Just as he urged Palestinians and Israelis to think outside the box in a speech to a crowd of young Israelis Thursday in Jerusalem, President Obama also seemed to move away from the usual insistence that Israelis must stop building settlements in Palestinian territory before the two sides could resume peace talks.
That insistence has not worked, as the Israelis have continued to add thousands of additional Israeli settlers to the West Bank and peace talks have been idle for years as the two sides settle further into their intractable positions. So during a joint appearance with Palestinian president Mahmoud Abbas, Obama tried a different approach.
“If we’re going to succeed, part of what we’re going to have to do is to get out of some of the formulas and habits that have blocked progress for so long,” Obama said. Abbas stood next to him without expression. “Both sides are going to have to think anew.”
President Obama’s fairly cold reception in the West Bank was a radical departure from the warmth he got in Jerusalem when he spoke in front of a crowd of about 2,000 young people. Broadcast live to the nation from the convention center, the Jerusalem speech was treated as the centerpiece of his first trip to Israel as President.
“Speaking as a politician, I can promise you this: political leaders will not take risks if the people do not demand that they do,” Obama said, echoing a theme he used in his own campaigns in the U.S. “You must create the change that you want to see.

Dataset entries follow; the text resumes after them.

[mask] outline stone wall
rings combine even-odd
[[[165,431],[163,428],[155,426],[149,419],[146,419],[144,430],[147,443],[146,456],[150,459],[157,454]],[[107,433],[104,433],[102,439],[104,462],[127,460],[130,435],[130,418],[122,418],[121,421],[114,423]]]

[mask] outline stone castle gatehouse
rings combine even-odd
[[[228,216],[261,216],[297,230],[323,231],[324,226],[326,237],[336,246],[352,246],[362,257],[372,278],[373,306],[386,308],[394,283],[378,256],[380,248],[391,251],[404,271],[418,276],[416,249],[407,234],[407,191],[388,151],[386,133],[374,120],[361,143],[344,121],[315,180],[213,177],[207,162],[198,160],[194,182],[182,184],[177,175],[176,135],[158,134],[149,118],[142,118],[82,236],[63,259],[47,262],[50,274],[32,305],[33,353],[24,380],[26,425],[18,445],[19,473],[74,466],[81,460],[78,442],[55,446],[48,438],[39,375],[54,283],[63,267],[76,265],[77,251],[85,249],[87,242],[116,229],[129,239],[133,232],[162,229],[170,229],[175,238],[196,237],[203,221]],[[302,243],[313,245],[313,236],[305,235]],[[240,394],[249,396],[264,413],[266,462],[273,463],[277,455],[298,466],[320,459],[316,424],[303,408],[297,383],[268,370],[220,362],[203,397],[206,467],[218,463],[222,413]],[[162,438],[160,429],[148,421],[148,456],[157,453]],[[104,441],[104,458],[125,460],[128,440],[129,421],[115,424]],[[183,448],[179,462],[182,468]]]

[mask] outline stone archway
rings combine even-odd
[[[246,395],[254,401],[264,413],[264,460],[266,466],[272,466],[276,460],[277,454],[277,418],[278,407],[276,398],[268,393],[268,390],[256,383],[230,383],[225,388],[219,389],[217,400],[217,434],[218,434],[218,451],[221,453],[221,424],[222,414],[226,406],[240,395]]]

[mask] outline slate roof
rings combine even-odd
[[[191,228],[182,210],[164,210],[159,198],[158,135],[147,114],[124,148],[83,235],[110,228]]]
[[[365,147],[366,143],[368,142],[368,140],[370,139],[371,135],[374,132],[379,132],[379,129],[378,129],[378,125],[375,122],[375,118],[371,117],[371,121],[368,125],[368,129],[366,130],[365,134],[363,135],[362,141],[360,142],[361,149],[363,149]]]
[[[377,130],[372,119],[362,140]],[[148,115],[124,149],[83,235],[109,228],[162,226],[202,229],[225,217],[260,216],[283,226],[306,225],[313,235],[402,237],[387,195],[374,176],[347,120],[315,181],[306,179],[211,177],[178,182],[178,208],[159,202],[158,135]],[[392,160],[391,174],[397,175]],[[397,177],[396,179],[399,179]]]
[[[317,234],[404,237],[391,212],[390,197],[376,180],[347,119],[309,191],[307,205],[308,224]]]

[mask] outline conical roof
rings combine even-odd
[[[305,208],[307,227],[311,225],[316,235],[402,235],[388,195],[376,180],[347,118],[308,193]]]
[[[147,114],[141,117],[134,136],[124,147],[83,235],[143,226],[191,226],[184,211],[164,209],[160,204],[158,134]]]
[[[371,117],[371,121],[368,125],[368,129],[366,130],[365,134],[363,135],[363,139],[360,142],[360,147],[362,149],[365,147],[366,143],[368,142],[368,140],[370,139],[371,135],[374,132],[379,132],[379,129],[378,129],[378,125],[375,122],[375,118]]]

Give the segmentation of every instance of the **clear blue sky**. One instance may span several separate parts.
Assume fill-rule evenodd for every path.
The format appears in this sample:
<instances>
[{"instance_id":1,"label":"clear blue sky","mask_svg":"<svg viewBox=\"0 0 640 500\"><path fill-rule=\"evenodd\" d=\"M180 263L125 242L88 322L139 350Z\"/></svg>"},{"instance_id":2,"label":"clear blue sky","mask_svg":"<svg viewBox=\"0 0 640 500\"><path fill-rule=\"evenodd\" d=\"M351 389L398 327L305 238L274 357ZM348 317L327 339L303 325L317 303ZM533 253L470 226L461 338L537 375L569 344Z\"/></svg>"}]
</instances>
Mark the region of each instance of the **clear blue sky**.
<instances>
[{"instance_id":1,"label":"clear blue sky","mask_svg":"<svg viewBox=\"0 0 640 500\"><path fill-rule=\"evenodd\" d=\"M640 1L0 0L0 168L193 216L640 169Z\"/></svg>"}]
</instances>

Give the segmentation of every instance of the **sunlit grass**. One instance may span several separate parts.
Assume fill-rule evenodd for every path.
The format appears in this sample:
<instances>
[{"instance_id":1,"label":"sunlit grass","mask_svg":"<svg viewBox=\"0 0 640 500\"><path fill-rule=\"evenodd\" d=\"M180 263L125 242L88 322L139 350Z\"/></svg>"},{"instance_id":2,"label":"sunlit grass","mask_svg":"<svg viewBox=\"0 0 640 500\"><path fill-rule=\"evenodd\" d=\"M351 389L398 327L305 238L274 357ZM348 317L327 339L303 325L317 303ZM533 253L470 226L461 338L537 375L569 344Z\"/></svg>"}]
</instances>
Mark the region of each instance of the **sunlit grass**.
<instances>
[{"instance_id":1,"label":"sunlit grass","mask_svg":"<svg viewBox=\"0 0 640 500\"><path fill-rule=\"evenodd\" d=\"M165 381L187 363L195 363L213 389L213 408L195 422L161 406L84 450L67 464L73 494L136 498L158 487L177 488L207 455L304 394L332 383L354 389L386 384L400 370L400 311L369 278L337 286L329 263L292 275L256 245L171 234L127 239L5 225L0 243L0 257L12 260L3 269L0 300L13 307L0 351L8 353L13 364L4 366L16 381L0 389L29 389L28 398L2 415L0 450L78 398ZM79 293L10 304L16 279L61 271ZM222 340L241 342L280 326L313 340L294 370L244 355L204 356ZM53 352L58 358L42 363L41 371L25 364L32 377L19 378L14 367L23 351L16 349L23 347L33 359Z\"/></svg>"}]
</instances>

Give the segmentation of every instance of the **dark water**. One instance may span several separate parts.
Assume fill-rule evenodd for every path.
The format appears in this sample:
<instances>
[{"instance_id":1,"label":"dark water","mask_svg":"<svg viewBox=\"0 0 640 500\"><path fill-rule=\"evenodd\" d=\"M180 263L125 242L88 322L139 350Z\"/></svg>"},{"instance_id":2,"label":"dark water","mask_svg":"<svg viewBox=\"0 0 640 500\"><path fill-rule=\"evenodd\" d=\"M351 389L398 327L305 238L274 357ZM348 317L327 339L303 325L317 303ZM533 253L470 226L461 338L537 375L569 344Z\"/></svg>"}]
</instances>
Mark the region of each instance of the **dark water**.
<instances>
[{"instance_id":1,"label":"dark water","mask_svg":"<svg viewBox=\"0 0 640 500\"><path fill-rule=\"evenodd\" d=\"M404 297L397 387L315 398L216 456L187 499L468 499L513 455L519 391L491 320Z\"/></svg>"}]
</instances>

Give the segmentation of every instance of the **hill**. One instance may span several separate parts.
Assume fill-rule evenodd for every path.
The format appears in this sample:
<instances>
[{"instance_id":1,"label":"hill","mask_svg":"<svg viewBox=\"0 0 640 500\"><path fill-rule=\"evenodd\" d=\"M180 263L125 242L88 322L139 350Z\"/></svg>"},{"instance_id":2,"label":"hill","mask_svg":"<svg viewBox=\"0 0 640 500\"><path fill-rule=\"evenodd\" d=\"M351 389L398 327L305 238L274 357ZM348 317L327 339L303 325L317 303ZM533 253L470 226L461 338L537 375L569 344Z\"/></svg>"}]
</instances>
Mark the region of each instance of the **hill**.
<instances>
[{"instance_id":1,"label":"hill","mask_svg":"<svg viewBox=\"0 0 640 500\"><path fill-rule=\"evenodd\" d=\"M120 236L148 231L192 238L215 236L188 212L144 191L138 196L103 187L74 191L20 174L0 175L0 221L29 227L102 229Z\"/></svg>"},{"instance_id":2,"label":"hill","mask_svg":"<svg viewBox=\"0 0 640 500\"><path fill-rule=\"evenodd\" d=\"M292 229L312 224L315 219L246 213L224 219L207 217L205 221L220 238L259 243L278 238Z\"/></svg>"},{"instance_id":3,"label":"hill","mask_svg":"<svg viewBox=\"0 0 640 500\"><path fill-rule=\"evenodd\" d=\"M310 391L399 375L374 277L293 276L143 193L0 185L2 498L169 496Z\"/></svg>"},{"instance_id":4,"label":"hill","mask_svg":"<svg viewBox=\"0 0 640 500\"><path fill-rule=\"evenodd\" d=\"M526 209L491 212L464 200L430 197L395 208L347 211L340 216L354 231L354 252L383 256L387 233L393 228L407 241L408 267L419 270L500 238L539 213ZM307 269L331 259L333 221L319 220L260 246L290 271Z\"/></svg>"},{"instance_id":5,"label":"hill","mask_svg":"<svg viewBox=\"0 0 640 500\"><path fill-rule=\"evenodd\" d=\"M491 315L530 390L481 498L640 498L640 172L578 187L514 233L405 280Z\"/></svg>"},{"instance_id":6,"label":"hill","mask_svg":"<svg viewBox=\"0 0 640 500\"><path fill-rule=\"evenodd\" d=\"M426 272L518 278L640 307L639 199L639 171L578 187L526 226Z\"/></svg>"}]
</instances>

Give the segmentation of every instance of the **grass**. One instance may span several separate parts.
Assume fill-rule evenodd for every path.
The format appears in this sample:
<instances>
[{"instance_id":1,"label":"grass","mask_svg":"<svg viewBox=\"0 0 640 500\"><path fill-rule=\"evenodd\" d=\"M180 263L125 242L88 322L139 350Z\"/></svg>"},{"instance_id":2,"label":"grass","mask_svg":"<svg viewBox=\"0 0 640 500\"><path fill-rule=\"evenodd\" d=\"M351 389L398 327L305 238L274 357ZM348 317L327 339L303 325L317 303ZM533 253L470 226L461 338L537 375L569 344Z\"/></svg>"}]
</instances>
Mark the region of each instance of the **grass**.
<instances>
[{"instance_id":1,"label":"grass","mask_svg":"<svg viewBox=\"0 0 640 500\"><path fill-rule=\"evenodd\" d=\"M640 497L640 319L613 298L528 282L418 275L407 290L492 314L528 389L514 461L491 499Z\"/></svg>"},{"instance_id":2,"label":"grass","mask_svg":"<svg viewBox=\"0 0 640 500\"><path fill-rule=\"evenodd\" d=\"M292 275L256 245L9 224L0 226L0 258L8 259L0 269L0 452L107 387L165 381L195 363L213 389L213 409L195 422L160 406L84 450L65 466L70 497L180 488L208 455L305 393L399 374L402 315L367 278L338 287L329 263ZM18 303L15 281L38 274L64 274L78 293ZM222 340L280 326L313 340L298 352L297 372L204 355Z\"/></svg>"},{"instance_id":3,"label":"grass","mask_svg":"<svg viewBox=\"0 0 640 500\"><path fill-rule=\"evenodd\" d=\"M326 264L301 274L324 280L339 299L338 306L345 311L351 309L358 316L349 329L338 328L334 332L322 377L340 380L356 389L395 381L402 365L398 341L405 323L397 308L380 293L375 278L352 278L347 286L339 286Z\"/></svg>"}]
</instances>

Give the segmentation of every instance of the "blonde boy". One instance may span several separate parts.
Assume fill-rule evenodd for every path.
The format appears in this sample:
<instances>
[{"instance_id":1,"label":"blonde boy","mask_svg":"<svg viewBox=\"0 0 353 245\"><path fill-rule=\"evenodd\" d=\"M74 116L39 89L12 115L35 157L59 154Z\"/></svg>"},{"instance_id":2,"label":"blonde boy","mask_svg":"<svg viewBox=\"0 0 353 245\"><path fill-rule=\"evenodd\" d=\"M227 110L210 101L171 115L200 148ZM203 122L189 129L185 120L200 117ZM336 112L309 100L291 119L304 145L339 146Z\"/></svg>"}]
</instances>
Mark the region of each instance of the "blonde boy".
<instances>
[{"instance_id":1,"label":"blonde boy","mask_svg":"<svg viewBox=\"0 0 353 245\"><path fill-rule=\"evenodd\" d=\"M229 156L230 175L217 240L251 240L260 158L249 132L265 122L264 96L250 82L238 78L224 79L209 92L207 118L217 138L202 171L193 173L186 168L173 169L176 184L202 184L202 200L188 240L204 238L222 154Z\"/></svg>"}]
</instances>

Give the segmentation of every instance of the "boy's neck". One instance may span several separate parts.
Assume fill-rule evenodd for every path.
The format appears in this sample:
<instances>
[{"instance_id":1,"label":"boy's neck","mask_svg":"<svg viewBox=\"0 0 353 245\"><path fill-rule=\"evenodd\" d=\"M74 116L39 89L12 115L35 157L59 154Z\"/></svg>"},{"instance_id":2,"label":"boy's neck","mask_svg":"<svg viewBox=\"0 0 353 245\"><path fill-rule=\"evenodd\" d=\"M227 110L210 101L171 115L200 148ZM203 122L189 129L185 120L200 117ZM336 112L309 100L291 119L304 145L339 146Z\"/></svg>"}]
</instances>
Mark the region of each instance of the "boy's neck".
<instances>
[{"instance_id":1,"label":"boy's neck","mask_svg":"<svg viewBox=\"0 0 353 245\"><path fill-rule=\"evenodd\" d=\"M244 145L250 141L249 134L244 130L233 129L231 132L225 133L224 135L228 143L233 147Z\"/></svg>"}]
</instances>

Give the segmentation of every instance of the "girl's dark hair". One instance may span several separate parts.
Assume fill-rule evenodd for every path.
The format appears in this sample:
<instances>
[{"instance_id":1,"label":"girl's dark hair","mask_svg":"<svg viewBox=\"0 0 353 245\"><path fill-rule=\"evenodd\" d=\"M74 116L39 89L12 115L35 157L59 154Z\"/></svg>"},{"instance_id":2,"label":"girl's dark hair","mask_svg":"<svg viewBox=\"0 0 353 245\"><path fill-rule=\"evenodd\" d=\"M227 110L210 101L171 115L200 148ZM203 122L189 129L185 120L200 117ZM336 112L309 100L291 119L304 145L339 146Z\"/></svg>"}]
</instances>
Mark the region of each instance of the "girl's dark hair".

“I recognize that there are those who are not simply skeptical about peace, but question its underlying premise. But it is important to be open and honest with one another.”
Obama had a light moment with the crowd. He drew laughs when he said: “Politically, given the strong bipartisan support for Israel in America, the easiest thing for me to do would be to put this issue aside and express unconditional support for whatever Israel decides to do.”
He said peace was also in the self-interest of a plucky country with a thriving high-tech economy that could turn itself into an economic and technological powerhouse if it rejected the isolation that has resulted from decades of conflict.
He told the crowd that the Israeli occupation of the West Bank imposed a shameful human cost.
“Put yourself in their shoes — look at the world through their eyes,” he said. “It is not fair that a Palestinian child cannot grow up in a state of her own, and lives with the presence of a foreign army that controls the movements of her parents, every single day.”
“Neither occupation nor expulsion is the answer,” Obama went on. “Just as Israelis built a state in their homeland, Palestinians have a right to be a free people in their own land.”
Obama also showed more of the off-the-cuff humor for which he is becoming known. When he was interrupted by a heckler, later identified as a 24-year-old Arab-Israeli student from Haifa named Rabiyah Aid, who was drowned out by boos as he was escorted out, Obama said, “We actually arranged for that because it made me feel at home,” eferring to the heckling that he has frequently seen in the U.S., even famously by a member of Congress, Rep. Joe Wilson of South Carolina.
While Obama was with Abbas, Palestinians shot rockets toward Israel, landing in the border town of Sderot, where the President visited before his election in 2008. They didn’t cause any injuries, but they did show how intractable the two sides are.
“I’ve stood in Sderot, and met with children who simply want to grow up free from fear,” Obama said. Abbas, stone faced, said nothing.